[Zope-CMF] backup strategies

sean.upton@uniontrib.com sean.upton@uniontrib.com
Fri, 07 Feb 2003 10:59:42 -0800

Cliff's notes version of ZSS HA clustering, assuming you have some sort of
DirectoryStorage replication in place:

re: ZSS clustering.  You could use mon as well as heartbeat.  Heartbeat
would be set up on a 2-node cluster of ZSS machines.  If the primary
seriously died, then the backup would take over its IP address via
gratuitous ARP.  

Heartbeat also manages resource with init-like scripts, when the takeover
started, it would start up a ZSS process on a replicated DirectoryStorage
after taking over the IP.  For safety, you would want to likely kill the
primary server to keep it from replicating to the backup after the takeover.
You could do this by using a power-device (STONITH: Shoot The Other Node In
The Head).

The takeover that heartbeat performs could be initiated under 2 conditions:

- totally dead primary ZSS box.  Heartbeat does this when the primary stops
sending heartbeats that the secondary can see.
- Half-dead box: lack of ZSS service on tcp socket.  Use a mon alert script
to trigger heartbeat takeover.

ZEO clients would retry connection after a timeout from a severed TCP
connection to the ZSS, and see that it is back up.


-----Original Message-----
From: Paul Winkler [mailto:pw_lists@slinkp.com]
Sent: Friday, February 07, 2003 10:13 AM
To: zope-cmf@zope.org
Subject: Re: [Zope-CMF] backup strategies

On Fri, Feb 07, 2003 at 04:09:17PM +0000, Sally Owens wrote:
> Is there any way for example to *test* Data.fs when you back it up (to be 
> sure that you are not backing up corrupt data)?

there's a utility in utilities/ZODBTools/fstest.py that checks
for errors. Run a cron job that runs this tool and mails you the

There is also another utility, fscheck.py that gives more extensive
reports, and IIRC is new to Zope 2.6.

> What backup strategies do other organisations employ to minimize the risk 
> of your Zope/CMF sites falling over?

be sure not to overlook the advantage of running zope
behind a proxy, especially if your system will ever be 
exposed to the internet.  ZServer is not designed to handle
DOS attacks, or very high traffic in general.  A proxy
such as Squid can both mitigate this, and with proper
caching greatly decrease the load on your Zope system.

As for protecting our data, currently much the same as you're suggesting.
We make regular backups of Data.fs (using cp), and regularly
run fstest.py.
Strongly considering a move to DirectoryStorage on reiserfs.

This would enable, among other things, incremental backups and 
semi-live replication using a custom shell script (and soon
there will be a feature that supports live replication.)

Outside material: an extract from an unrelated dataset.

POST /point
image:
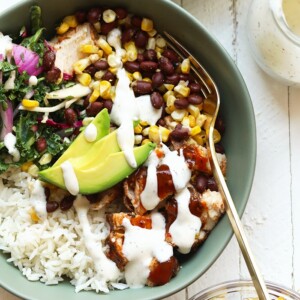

The cool thing about live replication is that you could in
theory eliminate the single point of failure with Zope / ZEO: the ZEO
By running monitoring software such as mon, you could
set up a system that fails over from one ZEO cluster to another.
Not trivial to set up, but I think it should work.


Paul Winkler
Look! Up in the sky! It's ANDREA SNOWBALL!
(random hero from isometric.spaceninja.com)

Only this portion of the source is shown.